The sound design was appropriately bombastic.  I mean, this movie is an extravaganza for the senses, so when a bomb goes off behind our heroes, you're going to hear it behind you.  Airplanes whoosh over your head and bullets fly by your ears while White Rabbit is pumped straight out of the screen and at your face.  Subtlety be damned, jack.  And I saw it in a very LOUD theater.  I hope you can, too.

Something needs to be said about the portrayal of women in this movie.  If you check out the posters, or the trailer, or really any of the advertisement art of Sucker Punch you may say to yourself, "Oh.  So this is a movie where women dress up in fetish outfits and wiggle their stuff for the slow-motion cameras, eh?"  In fact, no.  I can tell you fo' sho' that ain't the case.  I think Snyder did a pretty good job in keeping it grounded in "girl power."  That is to say, the movie isn't about feminism, and I don't think it's trying to say it is, but "gratuitous" and "misogynistic" are certainly not words I would use to describe the filming of our band of sista heroes.  In fact, the use of the fantasy sequences in place of the actual "dancing" that Baby Doll does for her oppressors is, I think, Snyder's comment on the inner strength of women.  But I'm just a dumbass male, so I really couldn't tell you.  Fo' sho'.

So, I really want to give this movie a better rating than I'm going to.  I certainly wasn't disappointed, and I'm psyched to watch it on the Blu-Ray in a few months, but there were a few times that I found myself slightly underwhelmed.  Never during the crazy fantasy stuff... in fact, if the movie had been all that I would have no complaints... but during the, uh... "second tier" world (the one where they're all dancers and the warden wears a zoot suit) I started to feel the repetition of the story.  Go get next item to aid in escape, dance for oppressor/enter fantasy world, lather, rinse, repeat. It's obvious that this was a serious passion project for Z-Snydes.  I mean, he wrote the story, co-wrote the screenplay, directed it, and produced it (with his wife)... and sometimes having that much control is a bit too much.  I used to say the same thing about Batman Returns- Tim Burton directed and co-produced that one, and it was a little too Burton.  There's only so many clowns on motorcycles crashing through snow-covered cobblestone streets that I can watch before I'm overwhelmed by style-over-substance.  Sucker Punch definitely fares better than that one... maybe (and I'm gonna contradict myself a bit here) because Snyder also wrote SP and was therefore, unlike Burton, not trying to force his aesthetic onto someone else's story.  Anyway, I can sort of see the same issues brought to the table- no one was reigning Snyder in.  Just because you can do anything you want doesn't necessarily mean you should.

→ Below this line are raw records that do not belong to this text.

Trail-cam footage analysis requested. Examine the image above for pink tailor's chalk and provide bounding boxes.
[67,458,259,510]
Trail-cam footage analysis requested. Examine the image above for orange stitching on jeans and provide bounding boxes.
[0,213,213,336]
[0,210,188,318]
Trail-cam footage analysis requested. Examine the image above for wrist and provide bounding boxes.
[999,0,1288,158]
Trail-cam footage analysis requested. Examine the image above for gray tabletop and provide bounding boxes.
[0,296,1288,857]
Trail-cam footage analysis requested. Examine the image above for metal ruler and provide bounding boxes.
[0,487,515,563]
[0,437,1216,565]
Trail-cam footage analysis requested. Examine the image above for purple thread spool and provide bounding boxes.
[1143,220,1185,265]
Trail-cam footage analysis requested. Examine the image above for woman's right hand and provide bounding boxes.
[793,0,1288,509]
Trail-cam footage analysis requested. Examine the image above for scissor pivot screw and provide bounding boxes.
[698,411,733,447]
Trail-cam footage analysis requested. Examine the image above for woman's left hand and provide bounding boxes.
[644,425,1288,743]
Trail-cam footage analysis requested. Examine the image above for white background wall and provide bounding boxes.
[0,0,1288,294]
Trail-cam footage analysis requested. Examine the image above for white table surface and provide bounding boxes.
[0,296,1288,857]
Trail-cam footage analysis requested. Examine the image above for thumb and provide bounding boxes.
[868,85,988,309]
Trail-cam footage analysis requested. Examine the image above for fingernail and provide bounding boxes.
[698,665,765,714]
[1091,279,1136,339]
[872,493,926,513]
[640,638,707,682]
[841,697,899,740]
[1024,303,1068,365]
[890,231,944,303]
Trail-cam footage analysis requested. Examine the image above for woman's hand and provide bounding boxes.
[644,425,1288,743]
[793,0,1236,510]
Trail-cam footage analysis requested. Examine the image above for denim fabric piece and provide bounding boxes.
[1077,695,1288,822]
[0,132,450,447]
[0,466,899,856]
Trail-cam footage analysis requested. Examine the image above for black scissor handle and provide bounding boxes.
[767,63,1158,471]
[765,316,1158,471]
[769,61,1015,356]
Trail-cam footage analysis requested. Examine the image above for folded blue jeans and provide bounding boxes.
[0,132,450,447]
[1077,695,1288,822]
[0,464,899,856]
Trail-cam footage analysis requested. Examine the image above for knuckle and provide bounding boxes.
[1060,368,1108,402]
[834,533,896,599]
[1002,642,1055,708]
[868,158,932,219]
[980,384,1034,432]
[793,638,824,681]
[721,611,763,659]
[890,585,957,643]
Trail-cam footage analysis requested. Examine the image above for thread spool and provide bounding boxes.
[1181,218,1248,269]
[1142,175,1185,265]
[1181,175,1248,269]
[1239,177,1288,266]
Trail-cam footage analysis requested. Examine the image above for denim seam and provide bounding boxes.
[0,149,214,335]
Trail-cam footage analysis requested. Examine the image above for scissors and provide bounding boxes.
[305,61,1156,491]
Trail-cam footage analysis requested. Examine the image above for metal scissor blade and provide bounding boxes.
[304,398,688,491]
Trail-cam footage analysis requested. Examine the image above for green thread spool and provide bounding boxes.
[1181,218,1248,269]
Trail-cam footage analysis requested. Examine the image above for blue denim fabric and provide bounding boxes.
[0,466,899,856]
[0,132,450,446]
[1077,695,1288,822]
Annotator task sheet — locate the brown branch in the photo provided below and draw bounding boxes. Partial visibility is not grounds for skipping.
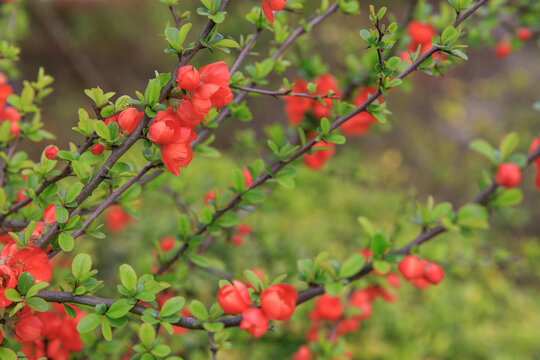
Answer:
[231,86,341,100]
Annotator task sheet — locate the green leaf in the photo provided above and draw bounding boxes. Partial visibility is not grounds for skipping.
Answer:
[77,313,101,334]
[71,253,92,279]
[139,323,156,349]
[0,347,18,360]
[159,296,186,318]
[339,254,365,278]
[26,281,49,298]
[491,189,523,207]
[94,120,111,140]
[17,272,35,295]
[58,232,75,252]
[26,297,49,312]
[499,133,519,161]
[120,264,137,291]
[371,233,389,256]
[189,300,208,320]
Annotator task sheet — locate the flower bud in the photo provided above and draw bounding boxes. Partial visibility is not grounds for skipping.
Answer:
[118,108,144,134]
[495,163,521,188]
[398,255,425,280]
[239,308,268,339]
[176,65,201,92]
[261,284,298,321]
[45,145,58,160]
[217,280,251,315]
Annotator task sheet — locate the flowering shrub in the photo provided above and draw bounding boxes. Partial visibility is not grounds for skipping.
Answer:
[0,0,540,360]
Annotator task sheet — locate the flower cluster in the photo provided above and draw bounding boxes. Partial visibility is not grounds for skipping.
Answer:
[231,224,251,246]
[148,61,233,176]
[262,0,287,23]
[22,304,85,360]
[0,241,52,307]
[529,137,540,190]
[217,280,298,338]
[398,255,444,289]
[0,73,21,137]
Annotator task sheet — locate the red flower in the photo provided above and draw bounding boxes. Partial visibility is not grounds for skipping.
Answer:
[315,294,343,321]
[407,20,436,45]
[293,345,311,360]
[217,280,251,315]
[242,169,253,187]
[148,107,192,145]
[424,261,444,285]
[495,41,512,59]
[304,140,336,170]
[45,145,58,160]
[285,79,313,126]
[0,241,52,307]
[176,65,201,92]
[0,265,18,307]
[340,87,377,136]
[91,143,105,156]
[43,204,56,225]
[161,139,195,176]
[516,27,532,41]
[239,308,268,339]
[529,137,540,166]
[104,204,133,233]
[237,224,251,235]
[15,314,43,343]
[398,255,425,280]
[495,163,521,189]
[261,284,298,321]
[312,74,341,119]
[262,0,287,23]
[118,108,144,134]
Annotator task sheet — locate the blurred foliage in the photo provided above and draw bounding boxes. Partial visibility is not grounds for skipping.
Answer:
[4,1,540,360]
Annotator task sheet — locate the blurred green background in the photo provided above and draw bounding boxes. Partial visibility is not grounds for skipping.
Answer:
[7,0,540,360]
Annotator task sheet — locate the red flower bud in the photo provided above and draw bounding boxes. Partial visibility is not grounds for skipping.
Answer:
[261,284,298,321]
[516,27,532,41]
[495,41,512,59]
[176,65,201,92]
[217,280,251,315]
[43,204,56,225]
[91,143,105,156]
[236,224,251,235]
[407,20,436,45]
[118,108,144,134]
[239,308,268,339]
[495,163,521,188]
[293,345,311,360]
[161,139,194,176]
[315,294,343,321]
[529,137,540,166]
[231,234,244,246]
[262,0,287,23]
[424,261,444,285]
[398,255,425,281]
[45,145,58,160]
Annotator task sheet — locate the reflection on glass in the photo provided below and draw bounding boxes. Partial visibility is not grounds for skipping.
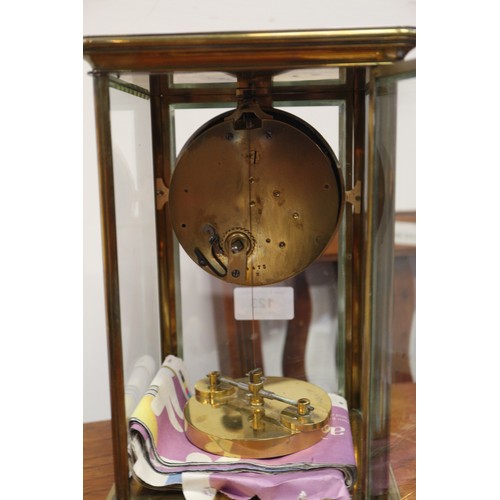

And please don't get me wrong here- Sucker Punch is friggin' cool.   The issues I mention only get in the way because the fantasy world is so very fully realized while the dancer-world is a little nebulous and the "real world" is almost non-existent.  That said, I've heard some talk about how the movie was cut down a bit for its PG-13 rating.  Makes me wonder if we'll get some kind of director's cut for its home release, and if a DC will help the odd pacing and maybe flesh out the confusing bits.  I don't know much about these things, but in my mind I imagine Snyder got everything done his way during filming and the initial editing, but then had to make some cuts for the Brothers Warner that hurt the flow of the movie.  Anyway, the DC of his Watchmen (not the "Ultimate Cut") certainly improved that film, so I have hope.  Or maybe I should just shut up, sit back, relax, and check my brain at the door again.

(I want to give it an 8 but for now it's a) 7 out of 10 Steampunk German Zombie Soldiers (with the sincere hope that a Director's Cut really ties the room together)

1 comment:

  1. Ha!: "press the 300 button"...
    Ha!: "viola!"...

    I wasn't sure if I wanted to see this or not. Nows I dew.